A loud car horn snaps me back to reality, I turn the radio off and I drive again.
…It's all right…
I had always loved The Beatles, their lyrics might not have been the deepest or anything but there was always something about them I found soothing.
It had only been a couple of months since … since Beth and I hadn't been really dealing with any of it. Finn had started being a little bit friendlier (I suspect it was Rachel's influence), Puck couldn't look at me, the Glee Club were trying desperately to cheer me up, even Brittany and Santana were looking at me like they were worried. Everyone was expecting a meltdown, and I was trying my best to avoid it but it was getting harder and harder with everyone treating me like I was made of glass. The only one treating me normally was Rachel, her hand rarely left mine those days and it was the only thing keeping me grounded.
Days went by and I was starting to fear that I had lost the ability to feel, I started training and running and pushing myself extremely hard but, nothing. I couldn't even feel the exhaustion from the work out.
I was desperate to feel something again, but I didn't want anyone to see me. I guess, I needed to break, but to break in front of anyone? No, I couldn't… I shouldn't.
But it happened, God it happened.
I was sitting on a bench at the mall and I saw him walk by, my father, he was with someone, a coworker I suppose, they asked him if "that girl on the bench wasn't his daughter?", he looked at me, right at me and said "No". I already knew that was how he felt, but it stirred something in me. It made me realize, I was no one's daughter, or mother, or sister, or girlfriend… I was no one's nothing.
I walked back to the Berry's, shaking, trying my best not to cry until I got there; and when I did I ran up to the guest room, I played a Beatles mix I had made and cried. I cried alone until I felt Rachel getting up in the bed with me and I felt her arms pulling me closer to her, her scent was a little bit comforting and I kept my eyes closed.
"Rach… I'm nothing"
I could feel her shaking her head and I pulled her closer to me, trying my best to control my crying but I couldn't, I couldn't stop it, it just kept coming, more tears and sobs and I just pulled her closer and closer trying to get lost in her.
"I'm no one anymore."
She made me turn around and look at her, tears on her own eyes. She wiped my tears and gave me a small kiss on the forehead.
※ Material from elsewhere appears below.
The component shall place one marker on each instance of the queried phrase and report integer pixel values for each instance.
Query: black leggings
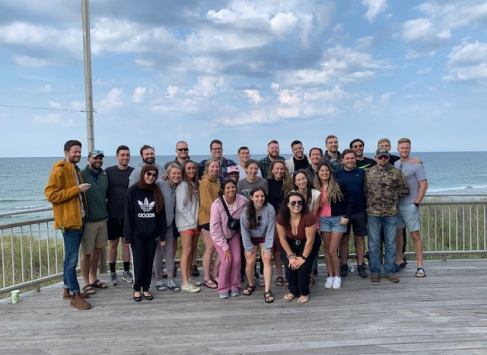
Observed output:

"You are someone to me Quinn. You always will be".
She smiled at me and I made her promise that she wasn't lying. I promise she said, she said it over and over while I cried it all out.
Here Comes the Sun started on the background, and she sang it, she sang it just for me and I smiled for the first time in months.
I can hear her singing those words over and over and it gives me the strength to enter what used to be our home.
I walk straight to the bedroom to change, but I can't get in the bed, it was supposed to be our bed, ours, and without her in it it's just cold and hard, like stone. I grab a couple of blankets and set up in the living room crashing down on the couch.
… It's all right…
And I fall asleep holding on to the sound of my memories.